Meteora Monasteries

The word Meteora means literally 'hovering in the air' and of course brings to mind the word meteor. What created this rare geological phenomenon is one of the mysteries of nature and there are many theories though they remain theories and none have been proven. But as amazing a marvel of nature as these giant rocks are the buildings on the top of these are a marvel of man and seem just as miraculous and make Meteora one of the most spectacular places to visit in Greece.

The area of Meteora was originally settled by monks who lived in caves within the rocks during the 11th Century. But as the times became more unsure during an age of Turkish occupation, brigandry and lawlessness, they climbed higher and higher up the rock face until they were living on the inaccessable peaks where they were able to build by bringing material and people up with ladders and baskets and build the first monasteries. This was also how the monasteries were reached until the nineteen twenties and now there are roads, pathways and steps to the top. There are still examples of these baskets which are used for bringing up provisions. Back in the days when these baskets were the only way to get to the monasteries a nervous pilgrim asked his monk host if they ever replace the rope. "Of course we do" he replied."Whenever it breaks", which I am sure put the guy at ease.
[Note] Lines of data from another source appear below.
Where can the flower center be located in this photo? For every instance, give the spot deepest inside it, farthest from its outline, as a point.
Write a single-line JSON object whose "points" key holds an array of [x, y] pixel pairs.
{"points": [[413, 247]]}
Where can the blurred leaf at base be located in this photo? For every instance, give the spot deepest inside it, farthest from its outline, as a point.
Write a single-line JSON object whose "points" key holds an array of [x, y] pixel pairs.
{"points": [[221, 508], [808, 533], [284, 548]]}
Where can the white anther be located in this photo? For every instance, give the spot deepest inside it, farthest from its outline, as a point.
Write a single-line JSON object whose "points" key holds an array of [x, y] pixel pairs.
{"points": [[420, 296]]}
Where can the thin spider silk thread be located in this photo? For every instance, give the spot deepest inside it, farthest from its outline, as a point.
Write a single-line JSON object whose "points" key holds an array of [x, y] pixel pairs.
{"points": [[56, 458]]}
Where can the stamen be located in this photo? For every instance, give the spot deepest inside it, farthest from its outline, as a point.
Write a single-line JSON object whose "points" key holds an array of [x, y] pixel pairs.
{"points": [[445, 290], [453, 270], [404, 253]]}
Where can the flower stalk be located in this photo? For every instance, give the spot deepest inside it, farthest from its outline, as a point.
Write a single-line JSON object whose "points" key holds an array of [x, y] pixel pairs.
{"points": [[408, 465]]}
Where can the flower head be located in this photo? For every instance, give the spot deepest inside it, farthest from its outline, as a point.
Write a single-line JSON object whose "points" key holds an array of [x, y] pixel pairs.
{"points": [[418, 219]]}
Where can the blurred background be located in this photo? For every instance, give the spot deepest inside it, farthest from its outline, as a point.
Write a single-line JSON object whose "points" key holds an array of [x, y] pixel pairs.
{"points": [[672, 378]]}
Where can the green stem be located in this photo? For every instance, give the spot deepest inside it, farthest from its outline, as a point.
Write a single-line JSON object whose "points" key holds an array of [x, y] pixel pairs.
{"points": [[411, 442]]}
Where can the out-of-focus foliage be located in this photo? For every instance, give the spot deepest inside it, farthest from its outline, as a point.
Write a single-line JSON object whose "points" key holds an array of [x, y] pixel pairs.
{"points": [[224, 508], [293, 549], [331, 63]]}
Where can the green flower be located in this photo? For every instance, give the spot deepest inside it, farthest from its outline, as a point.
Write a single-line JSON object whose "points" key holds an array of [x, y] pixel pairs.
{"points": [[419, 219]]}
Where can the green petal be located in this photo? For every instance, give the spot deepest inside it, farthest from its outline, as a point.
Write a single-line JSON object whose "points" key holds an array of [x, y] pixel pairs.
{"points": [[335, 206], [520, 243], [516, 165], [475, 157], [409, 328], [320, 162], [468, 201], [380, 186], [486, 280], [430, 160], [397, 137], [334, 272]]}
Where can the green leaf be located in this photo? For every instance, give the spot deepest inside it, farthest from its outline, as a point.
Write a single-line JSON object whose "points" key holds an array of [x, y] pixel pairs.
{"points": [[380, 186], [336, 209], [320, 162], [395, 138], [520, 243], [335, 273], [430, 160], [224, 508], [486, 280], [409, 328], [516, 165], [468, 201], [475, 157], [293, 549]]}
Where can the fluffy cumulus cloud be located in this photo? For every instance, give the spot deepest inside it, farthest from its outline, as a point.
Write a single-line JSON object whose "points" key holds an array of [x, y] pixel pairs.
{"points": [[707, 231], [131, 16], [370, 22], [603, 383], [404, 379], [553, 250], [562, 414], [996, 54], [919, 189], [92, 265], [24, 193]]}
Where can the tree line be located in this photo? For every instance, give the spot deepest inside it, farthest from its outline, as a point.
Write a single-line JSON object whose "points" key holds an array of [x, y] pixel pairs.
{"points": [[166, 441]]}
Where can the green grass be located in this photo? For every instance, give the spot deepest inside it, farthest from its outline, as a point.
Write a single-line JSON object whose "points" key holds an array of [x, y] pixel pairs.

But now you don't have to worry about ropes breaking since the monasteries are all connected by a series of pathworks that if you begin early enough you can see them all in one day. They are also connected by roads so if you are coming by car and don't have all day to wander around you can also get close enough and then continue on foot.

During the Turkish occupation it was the monasteries which kept alive the Hellenic culture and traditions and were not only relgious centers but academic and artistic as well. It is believed that were it not for the monasteries, Hellenic culture would have disappeared and modern Greece would be a reflection of the Ottoman empire with little knowledge of its roots and history. The monasteries attracted not only the deeply religious, but the philosophers, poets, painters and the deep thinkers of Greece. Today only six of the monasteries are active:

* Agia Triada or Holy Trinity
* Monastery of Agios Nikolaos Anapafsas
* Megalo Meteoro or Metamorphisis
* Varlaam Monastery
* Roussanou Monastery
* Agios Stefanos

There is a 2 euro fee to enter each of the monasteries and proper attire is required. Women must wear skirts below the knees though in some monasteries these are provided for women in shorts or slacks. Men's arms must be covered and they must wear long pants. Monasteries are closed between one and three every day. The monasteries themselves, besides prividing an incredible view are full of religious treasures, wall paintings, icons and libraries rich in old manuscripts. Most of them were built in the 1500's and then added to over the centuries.

Meteora is also a great place to go rock climbing and there is a rock climbing school for beginners as well as programs in the area for beginners and advanced climbers.

The two closest towns to Meteora are Kalambaka and Kastraki and these are where most people stay.

The name Kalambaka comes from the Turkish word Kalembak which means beautiful fortress. The Cathedral of the Dormition of the Virgin, a three-aisled basilica built in the time of Justinian and rebuilt in 1309 by Andronicus Paleologus is worth the visit. The town itself was destroyed by the Germans in World War Two so it is pretty modern with apartment buildings and a downtown that looks like a small city. Nearby is the Theopetra, a cave inhabited from Palaeolithic times.

The village of Kastraki in the shade of the rocks of Meteora is a popular destination for the rock climbers who can walk out the door of their hotel and be climbing in a few minutes. It's a great place to take walks to and from. Because of the popularity of Meteora this little town can get pretty busy in the summer.